Perlindungan terhadap lingkungan dan hutan merupakan tanggung jawab bersama sehingga pemohon melihat tindakan pembakaran hutan merupakan satu bentuk ancaman terhadap kelangsungan lingkungan hidup.

Oleh:
DAN
Bacaan 2 Menit
Ilustrasi kebakaran lahan. Foto: RES
Ilustrasi kebakaran lahan.

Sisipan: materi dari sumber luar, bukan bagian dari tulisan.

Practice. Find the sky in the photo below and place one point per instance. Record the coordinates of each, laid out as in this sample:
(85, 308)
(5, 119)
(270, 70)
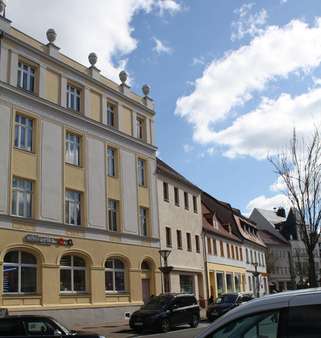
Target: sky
(230, 79)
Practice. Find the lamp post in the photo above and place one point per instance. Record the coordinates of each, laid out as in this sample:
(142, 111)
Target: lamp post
(165, 269)
(256, 274)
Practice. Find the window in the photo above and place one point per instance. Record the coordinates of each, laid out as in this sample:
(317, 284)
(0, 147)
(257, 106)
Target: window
(23, 133)
(197, 243)
(304, 321)
(112, 215)
(179, 239)
(222, 248)
(115, 275)
(209, 246)
(140, 128)
(73, 98)
(21, 197)
(195, 204)
(189, 242)
(73, 208)
(111, 159)
(176, 196)
(111, 114)
(72, 149)
(19, 272)
(165, 192)
(143, 221)
(186, 200)
(168, 237)
(214, 247)
(186, 284)
(264, 324)
(141, 172)
(228, 250)
(229, 282)
(26, 77)
(72, 274)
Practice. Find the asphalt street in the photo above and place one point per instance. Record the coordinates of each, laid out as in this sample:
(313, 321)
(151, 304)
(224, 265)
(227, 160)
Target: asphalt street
(125, 332)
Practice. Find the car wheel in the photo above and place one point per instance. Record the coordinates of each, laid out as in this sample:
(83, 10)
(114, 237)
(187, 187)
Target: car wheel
(195, 321)
(165, 325)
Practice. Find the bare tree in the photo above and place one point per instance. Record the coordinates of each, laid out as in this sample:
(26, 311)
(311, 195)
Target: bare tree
(300, 169)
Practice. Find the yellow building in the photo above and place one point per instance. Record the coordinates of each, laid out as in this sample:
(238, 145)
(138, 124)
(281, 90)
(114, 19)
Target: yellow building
(78, 209)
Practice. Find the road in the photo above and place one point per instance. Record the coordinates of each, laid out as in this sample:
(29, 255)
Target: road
(125, 332)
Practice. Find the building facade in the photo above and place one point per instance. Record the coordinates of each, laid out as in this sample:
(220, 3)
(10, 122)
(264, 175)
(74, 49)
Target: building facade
(180, 219)
(241, 254)
(79, 232)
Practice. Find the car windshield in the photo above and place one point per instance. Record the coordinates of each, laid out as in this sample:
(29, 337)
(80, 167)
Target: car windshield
(226, 299)
(158, 302)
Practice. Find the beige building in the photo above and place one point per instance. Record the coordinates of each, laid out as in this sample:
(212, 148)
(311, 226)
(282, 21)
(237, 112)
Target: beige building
(79, 233)
(180, 220)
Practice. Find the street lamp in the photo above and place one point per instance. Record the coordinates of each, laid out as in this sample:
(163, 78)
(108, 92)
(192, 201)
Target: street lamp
(166, 270)
(256, 274)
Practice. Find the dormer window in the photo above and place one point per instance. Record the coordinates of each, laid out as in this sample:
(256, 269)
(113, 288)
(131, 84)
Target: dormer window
(26, 77)
(73, 97)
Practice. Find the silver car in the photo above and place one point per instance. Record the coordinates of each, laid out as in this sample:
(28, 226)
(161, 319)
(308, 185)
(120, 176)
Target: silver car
(290, 314)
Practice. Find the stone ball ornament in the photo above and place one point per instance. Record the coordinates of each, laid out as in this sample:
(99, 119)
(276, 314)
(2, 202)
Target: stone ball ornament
(146, 89)
(51, 35)
(2, 6)
(92, 58)
(123, 77)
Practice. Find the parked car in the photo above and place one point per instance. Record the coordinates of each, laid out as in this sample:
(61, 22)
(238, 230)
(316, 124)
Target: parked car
(165, 312)
(37, 326)
(293, 314)
(225, 303)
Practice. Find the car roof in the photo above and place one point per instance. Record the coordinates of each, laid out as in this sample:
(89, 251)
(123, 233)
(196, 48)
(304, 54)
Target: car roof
(267, 303)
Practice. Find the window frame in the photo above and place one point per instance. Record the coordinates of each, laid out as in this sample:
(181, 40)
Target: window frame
(28, 132)
(73, 95)
(20, 265)
(22, 193)
(30, 73)
(72, 268)
(70, 203)
(73, 141)
(114, 270)
(113, 214)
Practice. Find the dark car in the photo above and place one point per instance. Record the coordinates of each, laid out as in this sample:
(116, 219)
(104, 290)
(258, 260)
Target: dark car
(225, 303)
(166, 311)
(37, 326)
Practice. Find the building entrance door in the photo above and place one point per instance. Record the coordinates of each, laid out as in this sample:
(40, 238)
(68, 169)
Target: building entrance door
(146, 289)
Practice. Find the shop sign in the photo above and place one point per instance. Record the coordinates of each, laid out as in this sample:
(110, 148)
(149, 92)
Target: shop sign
(35, 239)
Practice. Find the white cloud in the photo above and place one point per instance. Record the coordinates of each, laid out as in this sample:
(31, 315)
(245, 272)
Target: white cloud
(160, 47)
(270, 126)
(232, 80)
(248, 24)
(188, 148)
(268, 203)
(103, 27)
(169, 5)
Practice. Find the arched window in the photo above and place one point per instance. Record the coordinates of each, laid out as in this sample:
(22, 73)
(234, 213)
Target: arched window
(19, 272)
(72, 274)
(115, 275)
(145, 266)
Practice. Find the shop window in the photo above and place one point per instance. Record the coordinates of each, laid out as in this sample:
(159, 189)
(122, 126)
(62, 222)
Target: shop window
(115, 275)
(21, 197)
(73, 151)
(23, 132)
(72, 274)
(186, 284)
(26, 77)
(19, 272)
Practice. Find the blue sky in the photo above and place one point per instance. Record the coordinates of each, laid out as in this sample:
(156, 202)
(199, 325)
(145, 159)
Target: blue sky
(230, 78)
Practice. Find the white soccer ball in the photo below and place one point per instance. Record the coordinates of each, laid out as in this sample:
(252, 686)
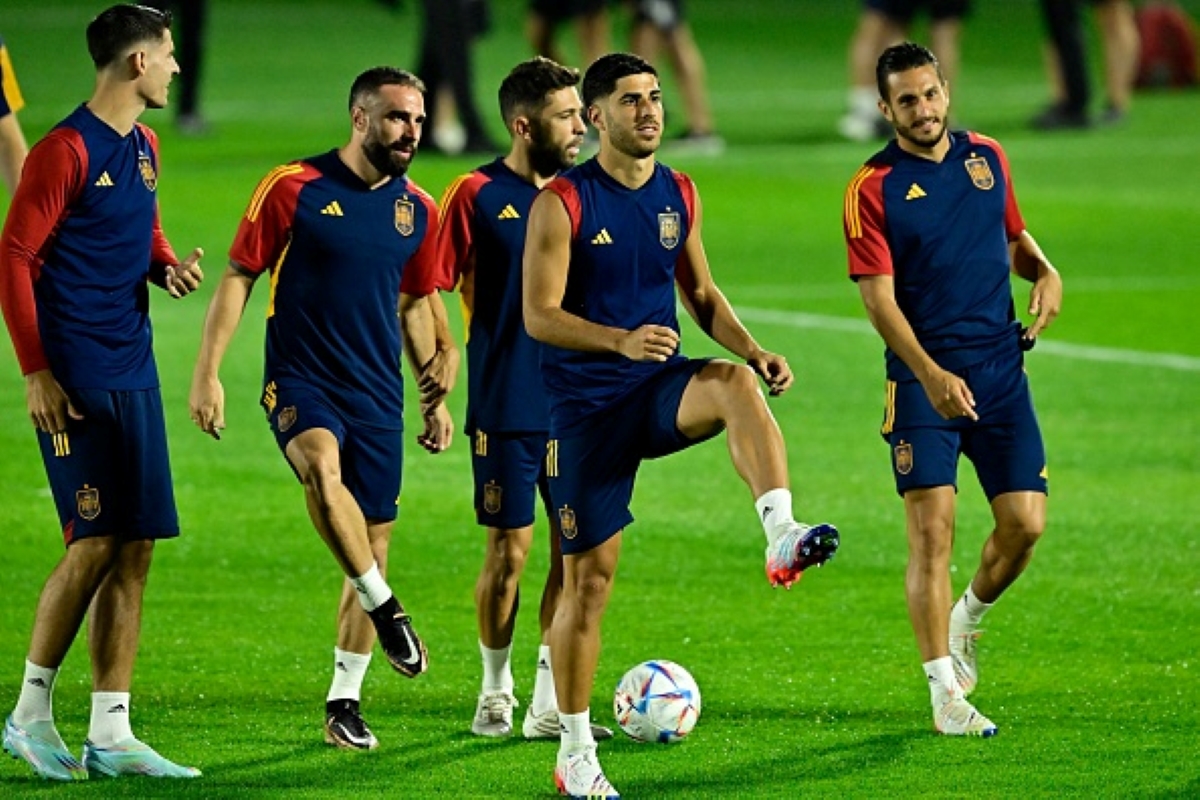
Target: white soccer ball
(657, 701)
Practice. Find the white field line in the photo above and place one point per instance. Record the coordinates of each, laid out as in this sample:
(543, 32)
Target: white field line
(1049, 347)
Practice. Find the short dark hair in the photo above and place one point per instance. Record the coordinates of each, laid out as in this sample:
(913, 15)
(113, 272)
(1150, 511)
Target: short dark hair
(528, 84)
(601, 77)
(117, 29)
(370, 82)
(901, 58)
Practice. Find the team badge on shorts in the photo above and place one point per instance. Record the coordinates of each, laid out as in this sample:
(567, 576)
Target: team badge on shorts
(286, 419)
(406, 217)
(492, 493)
(904, 457)
(669, 229)
(981, 173)
(88, 503)
(148, 175)
(567, 522)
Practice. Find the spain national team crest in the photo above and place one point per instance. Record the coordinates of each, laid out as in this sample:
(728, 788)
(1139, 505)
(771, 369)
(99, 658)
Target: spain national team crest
(567, 522)
(88, 503)
(286, 419)
(406, 217)
(981, 173)
(492, 495)
(148, 175)
(669, 229)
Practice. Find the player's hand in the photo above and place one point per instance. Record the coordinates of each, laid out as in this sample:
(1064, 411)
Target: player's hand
(438, 377)
(186, 277)
(438, 428)
(772, 368)
(951, 396)
(207, 405)
(649, 343)
(49, 408)
(1045, 300)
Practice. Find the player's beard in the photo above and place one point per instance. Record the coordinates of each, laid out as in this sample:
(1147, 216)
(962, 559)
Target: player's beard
(545, 156)
(630, 143)
(923, 140)
(387, 158)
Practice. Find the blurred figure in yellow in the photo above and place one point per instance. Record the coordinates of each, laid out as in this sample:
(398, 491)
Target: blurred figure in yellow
(12, 140)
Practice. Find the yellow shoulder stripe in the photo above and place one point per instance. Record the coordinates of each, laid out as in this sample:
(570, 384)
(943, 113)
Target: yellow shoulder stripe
(267, 185)
(853, 218)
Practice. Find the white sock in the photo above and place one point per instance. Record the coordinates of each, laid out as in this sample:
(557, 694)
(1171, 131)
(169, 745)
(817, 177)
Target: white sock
(544, 684)
(497, 669)
(775, 511)
(35, 703)
(863, 101)
(349, 668)
(967, 612)
(373, 590)
(109, 719)
(942, 684)
(576, 733)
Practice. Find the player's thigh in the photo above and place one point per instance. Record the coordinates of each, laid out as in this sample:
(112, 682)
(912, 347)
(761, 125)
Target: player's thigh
(1008, 456)
(309, 431)
(1006, 444)
(109, 473)
(372, 463)
(591, 476)
(714, 391)
(507, 469)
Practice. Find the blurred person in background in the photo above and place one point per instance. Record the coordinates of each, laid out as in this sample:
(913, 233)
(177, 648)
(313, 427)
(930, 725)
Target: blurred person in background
(592, 26)
(192, 18)
(661, 25)
(881, 24)
(449, 29)
(12, 142)
(1067, 67)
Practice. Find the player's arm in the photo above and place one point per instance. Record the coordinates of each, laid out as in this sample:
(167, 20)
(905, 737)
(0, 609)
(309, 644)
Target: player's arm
(712, 311)
(1045, 298)
(419, 334)
(167, 271)
(546, 262)
(949, 395)
(207, 397)
(53, 179)
(436, 378)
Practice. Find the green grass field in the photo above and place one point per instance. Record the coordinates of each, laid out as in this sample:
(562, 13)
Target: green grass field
(1090, 663)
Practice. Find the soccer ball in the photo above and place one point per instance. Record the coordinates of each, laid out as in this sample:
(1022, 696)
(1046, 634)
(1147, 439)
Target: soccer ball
(657, 701)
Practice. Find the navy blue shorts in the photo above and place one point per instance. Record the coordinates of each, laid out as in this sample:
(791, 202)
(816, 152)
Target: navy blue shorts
(109, 471)
(905, 10)
(371, 457)
(510, 471)
(592, 471)
(1005, 444)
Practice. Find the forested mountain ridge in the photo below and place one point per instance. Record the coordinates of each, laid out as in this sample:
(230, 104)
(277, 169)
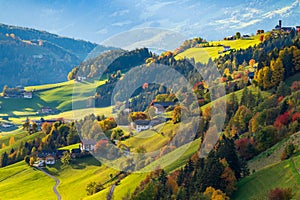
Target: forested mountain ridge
(26, 55)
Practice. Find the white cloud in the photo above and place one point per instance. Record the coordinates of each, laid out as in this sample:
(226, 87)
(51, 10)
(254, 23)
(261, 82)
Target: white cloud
(120, 13)
(245, 24)
(285, 11)
(122, 23)
(102, 31)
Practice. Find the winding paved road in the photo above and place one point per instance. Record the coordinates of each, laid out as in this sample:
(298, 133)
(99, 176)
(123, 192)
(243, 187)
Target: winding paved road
(56, 182)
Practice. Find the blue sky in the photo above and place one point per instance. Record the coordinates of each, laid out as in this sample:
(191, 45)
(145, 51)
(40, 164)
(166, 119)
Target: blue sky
(98, 20)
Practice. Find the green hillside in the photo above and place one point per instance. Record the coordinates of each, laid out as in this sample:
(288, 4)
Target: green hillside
(57, 96)
(19, 182)
(204, 53)
(284, 174)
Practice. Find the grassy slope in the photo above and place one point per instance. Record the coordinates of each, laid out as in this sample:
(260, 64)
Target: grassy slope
(272, 155)
(284, 174)
(75, 177)
(19, 140)
(203, 54)
(130, 183)
(18, 182)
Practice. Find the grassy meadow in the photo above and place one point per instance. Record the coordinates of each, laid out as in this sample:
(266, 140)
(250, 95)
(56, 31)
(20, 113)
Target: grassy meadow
(19, 182)
(203, 54)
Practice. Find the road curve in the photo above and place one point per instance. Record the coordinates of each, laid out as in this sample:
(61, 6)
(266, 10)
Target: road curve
(57, 182)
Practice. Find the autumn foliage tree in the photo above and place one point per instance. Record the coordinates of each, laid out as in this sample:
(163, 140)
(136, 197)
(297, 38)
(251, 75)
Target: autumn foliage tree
(280, 194)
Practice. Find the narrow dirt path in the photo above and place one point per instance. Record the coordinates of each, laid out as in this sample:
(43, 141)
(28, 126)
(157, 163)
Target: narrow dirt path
(57, 182)
(111, 192)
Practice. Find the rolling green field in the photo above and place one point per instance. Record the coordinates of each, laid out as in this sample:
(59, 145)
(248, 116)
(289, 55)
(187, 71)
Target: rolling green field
(24, 137)
(19, 182)
(284, 174)
(58, 96)
(75, 177)
(129, 183)
(203, 54)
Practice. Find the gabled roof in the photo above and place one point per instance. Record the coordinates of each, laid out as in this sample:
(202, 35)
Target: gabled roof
(142, 122)
(44, 154)
(163, 104)
(88, 141)
(77, 150)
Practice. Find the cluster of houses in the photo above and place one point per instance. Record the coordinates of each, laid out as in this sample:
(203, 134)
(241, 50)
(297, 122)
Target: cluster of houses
(285, 29)
(47, 110)
(17, 92)
(50, 157)
(144, 124)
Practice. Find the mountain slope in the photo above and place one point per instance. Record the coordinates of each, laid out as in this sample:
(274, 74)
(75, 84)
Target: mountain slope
(30, 57)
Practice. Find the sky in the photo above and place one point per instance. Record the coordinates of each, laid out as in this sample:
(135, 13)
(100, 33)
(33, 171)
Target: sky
(97, 21)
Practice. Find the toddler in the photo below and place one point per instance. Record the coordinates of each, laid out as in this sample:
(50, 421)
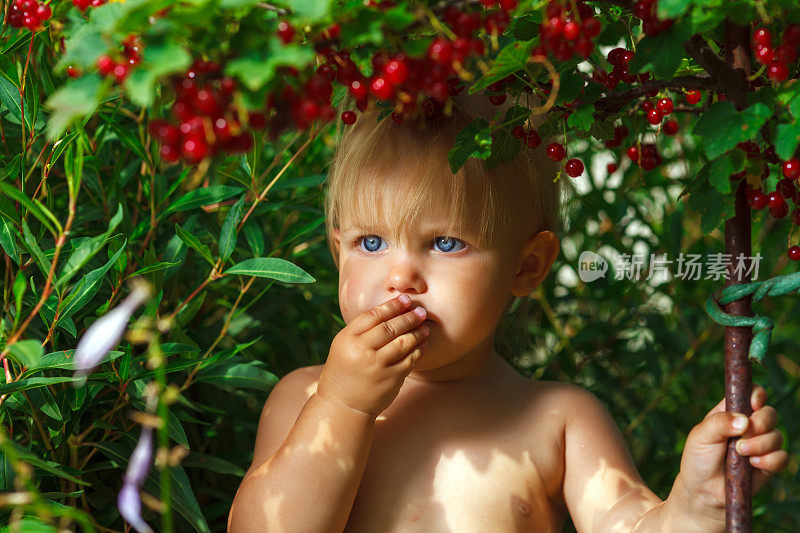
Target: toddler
(414, 422)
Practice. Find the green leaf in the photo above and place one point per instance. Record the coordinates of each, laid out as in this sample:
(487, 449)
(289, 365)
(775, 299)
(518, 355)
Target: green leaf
(713, 206)
(9, 96)
(8, 239)
(238, 375)
(722, 127)
(181, 495)
(787, 138)
(87, 250)
(194, 243)
(87, 287)
(78, 98)
(271, 267)
(159, 59)
(153, 268)
(512, 58)
(310, 10)
(35, 207)
(227, 236)
(672, 8)
(472, 141)
(719, 174)
(581, 118)
(27, 352)
(256, 68)
(201, 197)
(662, 53)
(254, 236)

Foto: RES
Asosiasi Pengusaha Hutan Indonesia (APHI) dan Gabungan Pengusaha Kelapa Sawit Indonesia (GAPKI) diketahui telah melakukan Permohonan Uji Materi ke Mahkamah Konstitusi terkait Pasal 69 ayat (2), Pasal 88, dan Pasal 99 Undang-Undang No.32 Tahun 2009 Tentang Perlindungan dan Pengelolaan Lingkungan Hidup.

Menurut Pemohon, keberadaan Pasal 69 ayat (1) tidak konsisten dan kontra produktif dengan Pasal 69 ayat (2) dan penjelasannya, yang memperbolehkan pembakaran hutan atau lahan dengan luasan lahan maksimal 2 (dua) hektar bagi per kepala keluarga untuk ditanami jenis varietas lokal dan dikelilingi oleh sekat bakar sebagai pencegah penjalaran api ke wilayah sekelilingnya.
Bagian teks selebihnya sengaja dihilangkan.